反面、最近の僕は、どんどんコスパ生活に向かっているのですよ。

服装はユニクロを多用してたり、食事はスーパーの惣菜で充分だったり、車は免許すら持ってない(これから免許取ります。でも、たぶん軽の商用シリーズ買います)し、いつの間にか「消費によってステータスを補強する」という欲求が枯れ果てているのです。

反面、「面白そう」には、資金を投入していきたい欲が芽生えているのです。

「家を買う」って言っても、田舎の古民家ならば、数十万円から存在します。
僕が関心を持っているのは200万円から500万円程度の価格帯なのですが、ちょっと気の利いた車を変えば、このくらいの金額しますもんね。
だから少々後悔しても、さほどの散財でもないのです。

僕がやろうとしていることは「無駄なこと」なのですよ。コスパが悪いのです。
たぶん他人には「お金出して、ちゃんとした物件買ったほうがいいよ」と勧めると思います。

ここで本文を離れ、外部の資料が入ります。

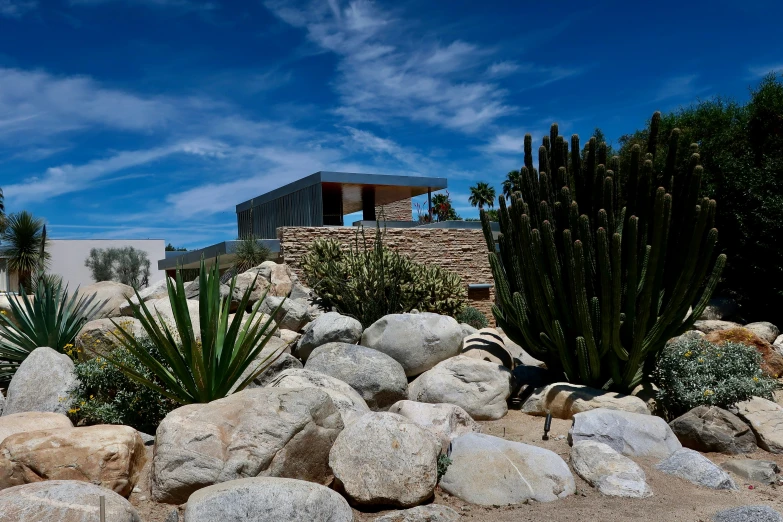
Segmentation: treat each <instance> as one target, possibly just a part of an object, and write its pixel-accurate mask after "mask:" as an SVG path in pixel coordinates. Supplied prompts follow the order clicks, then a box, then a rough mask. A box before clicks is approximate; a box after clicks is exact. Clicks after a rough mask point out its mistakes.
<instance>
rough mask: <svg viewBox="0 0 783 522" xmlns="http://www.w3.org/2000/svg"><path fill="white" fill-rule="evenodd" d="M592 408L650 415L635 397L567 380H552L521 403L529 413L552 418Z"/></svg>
mask: <svg viewBox="0 0 783 522" xmlns="http://www.w3.org/2000/svg"><path fill="white" fill-rule="evenodd" d="M596 408H606V409H609V410H622V411H629V412H631V413H639V414H641V415H649V414H650V410H649V409H647V405H646V404H645V403H644V401H643V400H641V399H640V398H639V397H634V396H633V395H623V394H622V393H614V392H607V391H604V390H597V389H595V388H589V387H587V386H582V385H579V384H570V383H567V382H556V383H554V384H550V385H548V386H544V387H542V388H538V389H536V390H535V391H534V392H533V394H532V395H531V396H530V397H529V398H528V399H527V400H526V401H525V402H524V404H523V405H522V411H524V412H525V413H528V414H530V415H540V416H546V414H547V413H551V414H552V417H555V418H556V419H566V420H568V419H573V418H574V415H575V414H577V413H581V412H583V411H590V410H594V409H596Z"/></svg>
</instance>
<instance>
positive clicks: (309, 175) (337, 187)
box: [236, 172, 448, 215]
mask: <svg viewBox="0 0 783 522" xmlns="http://www.w3.org/2000/svg"><path fill="white" fill-rule="evenodd" d="M319 183H320V184H322V185H323V186H324V188H325V189H326V190H329V191H330V192H336V191H339V192H340V193H342V200H343V206H342V208H343V214H344V215H347V214H352V213H354V212H359V211H360V210H362V208H363V206H362V192H363V191H366V190H367V189H368V188H369V189H374V193H375V205H388V204H390V203H394V202H395V201H400V200H403V199H408V198H412V197H416V196H421V195H423V194H426V193H427V192H428V191H433V192H434V191H437V190H443V189H445V188H447V187H448V180H446V178H428V177H422V176H390V175H386V174H361V173H355V172H316V173H315V174H311V175H309V176H307V177H304V178H302V179H298V180H296V181H294V182H292V183H289V184H288V185H284V186H282V187H280V188H277V189H274V190H271V191H269V192H267V193H266V194H262V195H260V196H258V197H257V198H253V199H251V200H248V201H245V202H244V203H240V204H239V205H237V207H236V211H237V212H242V211H244V210H247V209H249V208H250V207H251V206H256V205H260V204H263V203H267V202H269V201H272V200H275V199H277V198H280V197H282V196H285V195H287V194H291V193H293V192H296V191H297V190H301V189H303V188H305V187H309V186H312V185H317V184H319Z"/></svg>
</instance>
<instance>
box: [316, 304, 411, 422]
mask: <svg viewBox="0 0 783 522" xmlns="http://www.w3.org/2000/svg"><path fill="white" fill-rule="evenodd" d="M326 315H329V314H326ZM326 315H325V316H323V317H326ZM306 335H307V334H305V336H306ZM305 369H307V370H312V371H316V372H321V373H323V374H326V375H330V376H332V377H334V378H335V379H340V380H341V381H343V382H345V383H347V384H348V385H349V386H351V387H352V388H353V389H354V390H356V391H357V392H359V395H361V396H362V398H363V399H364V400H365V402H366V403H367V406H369V407H370V409H371V410H376V411H378V410H386V409H387V408H388V407H389V406H390V405H392V404H394V403H395V402H397V401H399V400H401V399H405V398H406V397H407V396H408V379H407V378H406V377H405V370H403V369H402V366H401V365H400V363H398V362H397V361H395V360H394V359H392V358H391V357H389V356H388V355H386V354H385V353H381V352H379V351H377V350H373V349H372V348H365V347H364V346H359V345H356V344H346V343H341V342H339V343H327V344H324V345H321V346H319V347H318V348H316V349H315V350H314V351H313V352H312V353H311V354H310V357H309V358H308V359H307V364H305Z"/></svg>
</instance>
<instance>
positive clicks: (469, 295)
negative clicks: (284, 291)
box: [277, 227, 495, 324]
mask: <svg viewBox="0 0 783 522" xmlns="http://www.w3.org/2000/svg"><path fill="white" fill-rule="evenodd" d="M374 233H375V231H374V230H367V235H368V236H370V237H372V236H373V235H374ZM355 235H356V228H353V227H281V228H278V229H277V237H278V239H279V240H280V256H281V257H282V261H283V262H285V263H287V264H288V265H289V266H290V267H291V268H292V269H293V270H294V271H295V272H296V274H297V275H298V276H299V277H302V272H301V268H300V264H299V260H300V259H301V257H302V256H303V255H304V254H305V253H306V252H307V249H308V248H309V246H310V244H311V243H312V242H313V241H315V240H316V239H336V240H337V241H339V242H340V243H342V244H344V245H348V244H350V242H351V241H353V239H354V237H355ZM384 244H385V245H387V246H388V247H390V248H393V249H394V250H396V251H397V252H399V253H401V254H405V255H407V256H409V257H411V258H412V259H413V260H414V261H417V262H419V263H426V264H435V265H439V266H440V267H442V268H444V269H446V270H449V271H451V272H453V273H455V274H457V275H459V276H460V277H461V278H462V282H463V283H464V284H465V286H467V285H469V284H492V285H494V281H493V279H492V270H491V269H490V267H489V261H488V260H487V243H486V242H485V241H484V235H483V233H482V232H481V230H475V229H474V230H469V229H454V228H452V229H447V228H389V229H387V230H386V237H385V239H384ZM494 300H495V292H494V288H492V289H489V290H474V291H468V304H469V305H470V306H473V307H475V308H477V309H479V310H480V311H481V312H482V313H483V314H484V315H485V316H486V317H487V319H488V320H489V321H490V324H494V323H495V321H494V319H493V317H492V303H493V302H494Z"/></svg>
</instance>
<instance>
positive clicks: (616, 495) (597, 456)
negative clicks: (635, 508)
mask: <svg viewBox="0 0 783 522" xmlns="http://www.w3.org/2000/svg"><path fill="white" fill-rule="evenodd" d="M571 466H572V467H573V468H574V471H576V474H577V475H579V476H580V477H582V478H583V479H584V480H585V481H586V482H587V483H588V484H590V485H591V486H593V487H594V488H596V489H597V490H598V491H599V492H601V494H603V495H607V496H612V497H631V498H644V497H649V496H652V491H651V490H650V487H649V486H648V485H647V480H646V476H645V474H644V470H643V469H642V468H640V467H639V465H638V464H637V463H635V462H634V461H632V460H631V459H629V458H628V457H624V456H623V455H620V454H619V453H617V452H616V451H615V450H613V449H612V448H610V447H609V446H607V445H606V444H604V443H602V442H595V441H592V440H583V441H580V442H577V443H576V444H574V447H573V448H571Z"/></svg>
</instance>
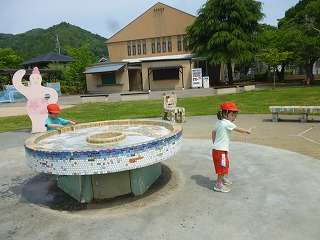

でも僕は、そんな無駄が「面白そう」と思ってしまっているので、仕方ないのです。

大工仕事に熟達しているわけでもなんでもありません。ただの素人です。
だから失敗して二進も三進もいかなくなる可能性は十分あります。

でも「物語」って、たいてい主人公が窮地に陥るところがヤマですよね。

セミリタイアすることを思いついた頃から「また何かの初心者になりたい」という考え方を持っています。
もしかしたら順番が逆で、何かの初心者になりたいから、セミリタイアすることを決心したのかもしれません。
この辺の順序は自分でもよく分からないのです。

これまでとは違うことに挑んで、ちょっとだけ自分の物語の方向性を変えてみたら、案外そこにしっくりくる世界があるような気がしているのです。

生まれた街「萩」の小さなひとつに還ろう。